Suivront : "Défense d'aimer" (avec Paul Meurisse, en 1942), "La Vie de bohème" (en 1945), "Copie conforme" (avec Louis Jouvet, en 1947), "Quai des Orfèvres" (avec Louis Jouvet et Bernard Blier, en 1947), "Par la fenêtre" (avec Bourvil, en 1948), "Pattes blanches" (en 1949), "Je suis de la revue" (où elle joue son propre rôle aux côtés de Fernandel, en 1949), "Lady Paname" (avec Louis Jouvet, en 1950), "Souvenirs perdus" (sketch "Une couronne mortuaire“ en 1950), "Atoll K" (le dernier film de Laurel et Hardy, en 1951), "Le Fil à la patte" (en 1955), "Le Couturier de ces dames" (avec Fernandel, en 1956), "Gervaise" (en 1956), "Les Régates de San Francisco" (avec Folco Lulli et Laurent Terzieff, en 1960), "Rocco et ses frères" (en 1960), "Du mouron pour les petits oiseaux" (avec Paul Meurisse, en 1962), "Paris brûle-t-il ?" (en 1966), "Les Aventures de Rabbi Jacob" (en 1973) et "Oublie-moi, Mandoline" (en 1976).

Elle fera quelques apparitions à la télévision, notamment dans la série (bien oubliée !) “Le Mythomane“ avec Francis Perrin, et au théâtre où elle interprète, entre autres, “La vie parisienne“ d'Offenbach avec la compagnie Renaud-Barrault.
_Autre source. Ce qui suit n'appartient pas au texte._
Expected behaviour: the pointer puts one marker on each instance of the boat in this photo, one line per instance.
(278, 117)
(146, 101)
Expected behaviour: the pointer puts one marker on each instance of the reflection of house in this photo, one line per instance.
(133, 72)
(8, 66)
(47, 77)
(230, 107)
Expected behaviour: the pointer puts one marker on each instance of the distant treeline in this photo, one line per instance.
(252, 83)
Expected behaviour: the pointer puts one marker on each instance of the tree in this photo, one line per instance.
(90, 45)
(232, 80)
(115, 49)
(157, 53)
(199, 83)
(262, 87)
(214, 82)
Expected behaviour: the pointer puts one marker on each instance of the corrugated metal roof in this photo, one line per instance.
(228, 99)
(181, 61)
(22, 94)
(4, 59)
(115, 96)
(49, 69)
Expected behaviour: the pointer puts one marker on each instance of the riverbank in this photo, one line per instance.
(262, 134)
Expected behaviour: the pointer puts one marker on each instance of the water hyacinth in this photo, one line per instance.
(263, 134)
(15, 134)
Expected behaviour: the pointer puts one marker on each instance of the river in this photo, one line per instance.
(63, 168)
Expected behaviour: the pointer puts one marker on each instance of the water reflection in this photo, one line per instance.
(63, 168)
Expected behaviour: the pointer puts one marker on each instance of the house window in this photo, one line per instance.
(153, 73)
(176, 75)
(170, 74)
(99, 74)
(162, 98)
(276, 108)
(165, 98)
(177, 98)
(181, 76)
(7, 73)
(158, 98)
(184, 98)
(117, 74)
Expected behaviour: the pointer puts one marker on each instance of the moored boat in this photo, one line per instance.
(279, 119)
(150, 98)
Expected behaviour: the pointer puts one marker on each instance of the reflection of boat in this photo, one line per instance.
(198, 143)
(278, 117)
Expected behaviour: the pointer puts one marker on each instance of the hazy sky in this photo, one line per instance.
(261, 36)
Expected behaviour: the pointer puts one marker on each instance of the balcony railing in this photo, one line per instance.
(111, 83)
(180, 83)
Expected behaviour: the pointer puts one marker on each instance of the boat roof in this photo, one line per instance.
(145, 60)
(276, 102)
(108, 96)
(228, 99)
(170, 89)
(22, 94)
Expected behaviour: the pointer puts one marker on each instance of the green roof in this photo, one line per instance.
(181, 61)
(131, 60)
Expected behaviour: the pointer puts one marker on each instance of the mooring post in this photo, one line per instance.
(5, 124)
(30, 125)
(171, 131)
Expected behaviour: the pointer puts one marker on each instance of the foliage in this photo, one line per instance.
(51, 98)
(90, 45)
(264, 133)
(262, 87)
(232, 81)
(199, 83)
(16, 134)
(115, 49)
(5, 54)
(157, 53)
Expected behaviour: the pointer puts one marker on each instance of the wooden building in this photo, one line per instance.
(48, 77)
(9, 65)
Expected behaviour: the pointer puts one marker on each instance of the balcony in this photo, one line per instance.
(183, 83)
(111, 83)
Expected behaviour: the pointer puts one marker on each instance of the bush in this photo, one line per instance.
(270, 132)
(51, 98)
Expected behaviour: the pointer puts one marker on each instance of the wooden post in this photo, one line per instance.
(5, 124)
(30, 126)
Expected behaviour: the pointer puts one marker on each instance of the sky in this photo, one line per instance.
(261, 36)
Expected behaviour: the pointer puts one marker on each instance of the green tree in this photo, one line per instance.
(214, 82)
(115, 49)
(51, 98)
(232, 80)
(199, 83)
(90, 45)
Et tout au long de ces années, elle poursuivait sa carrière de chanteuse. Après un dernier rôle dans un épisode de la série “Traquenard“ en 1987, elle met un terme à sa carrière.

Elle a été faite officier de l'Ordre national du Mérite en 2000 et de la Légion d'honneur en 2006. En 2004, l’Académie du disque lyrique lui décerne l'Orphée d'or du meilleur enregistrement d’opérette ou d’opéra bouffe pour son disque “De l'opérette à la chanson“.